A year before the Playdate announcement, Panic co-founder Cabel Sasser sent an email to an indie video game event, also named Playdate, suggesting that the organizers consider tweaking or changing its name to avoid future confusion. The following day, Sasser retracted the request, stating "My intention was always to find a way for our Playdates to co-exist [...] but we remain fine with you using the name Playdate." On January 29, 2020, the team behind the event (now named "Playdate Pop Up") announced that Panic was joining the event as a sponsor and would assist the event in petitioning for nonprofit status. In the end, the LA Zinefest event was cancelled due to the COVID-19 pandemic.

=== Release ===
Playdate was initially set for release in early 2020, but preorders were delayed until July 29, 2021. Panic sold through its initial order of 20,000 units set to ship in 2021 within the first 20 minutes of its preorder. Playdates started shipping to customers on April 18, 2022.

Playdate was generally well-received upon its release, with criticism notably around the lack of a backlit screen and long shipping times. The Verge praised its initial library of games, stating "even in this crowded landscape, Playdate offers something entirely unique." IGNs review stated, "the screen's lack of a backlight can be a frustrating limitation. But you know what?
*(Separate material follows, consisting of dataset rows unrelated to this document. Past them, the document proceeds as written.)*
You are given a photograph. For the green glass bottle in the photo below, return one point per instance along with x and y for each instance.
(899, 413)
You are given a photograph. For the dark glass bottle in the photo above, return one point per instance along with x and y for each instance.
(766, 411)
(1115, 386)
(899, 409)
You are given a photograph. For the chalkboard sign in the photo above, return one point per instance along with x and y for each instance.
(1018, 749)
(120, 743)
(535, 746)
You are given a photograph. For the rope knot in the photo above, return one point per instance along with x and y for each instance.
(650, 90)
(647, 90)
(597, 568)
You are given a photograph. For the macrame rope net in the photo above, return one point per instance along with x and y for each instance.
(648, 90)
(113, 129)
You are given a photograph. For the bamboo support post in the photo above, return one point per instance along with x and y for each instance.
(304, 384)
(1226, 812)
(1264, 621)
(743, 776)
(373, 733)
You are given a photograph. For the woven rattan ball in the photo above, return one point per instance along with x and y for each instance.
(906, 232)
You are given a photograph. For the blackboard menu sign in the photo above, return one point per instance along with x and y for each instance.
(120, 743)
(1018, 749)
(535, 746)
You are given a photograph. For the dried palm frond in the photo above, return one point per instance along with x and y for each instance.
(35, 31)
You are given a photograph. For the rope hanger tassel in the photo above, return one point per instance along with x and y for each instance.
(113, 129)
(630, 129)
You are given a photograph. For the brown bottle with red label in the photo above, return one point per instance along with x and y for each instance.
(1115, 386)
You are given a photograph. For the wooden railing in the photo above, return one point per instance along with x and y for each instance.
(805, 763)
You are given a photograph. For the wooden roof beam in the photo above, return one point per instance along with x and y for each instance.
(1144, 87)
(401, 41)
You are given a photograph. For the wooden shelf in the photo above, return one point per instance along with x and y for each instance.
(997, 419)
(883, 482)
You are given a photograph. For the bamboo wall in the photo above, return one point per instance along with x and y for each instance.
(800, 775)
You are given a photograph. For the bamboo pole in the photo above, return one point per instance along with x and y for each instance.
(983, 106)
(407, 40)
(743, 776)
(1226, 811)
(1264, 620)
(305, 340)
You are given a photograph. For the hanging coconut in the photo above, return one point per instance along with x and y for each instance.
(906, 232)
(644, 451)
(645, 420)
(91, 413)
The Playdate charmed me and I am now fully under its spell." Input Mag wrote, "It really seems like every opportunity Panic found to do something special, it took it."

On April 18, 2023, Panic confirmed to The Verge that the Playdate has sold more than 53,000 units to-date, with 27,000 of those units shipped. Panic expected fulfillment of their existing 26,000 preorders by the end of 2023.

On May 1, 2023, Panic announced via Twitter that 53,368 Playdates had been pre-ordered so far, with 20,000 games downloaded from their on-device store Catalog.

On February 13, 2024, Panic tweeted that over 70,000 Playdates had been sold.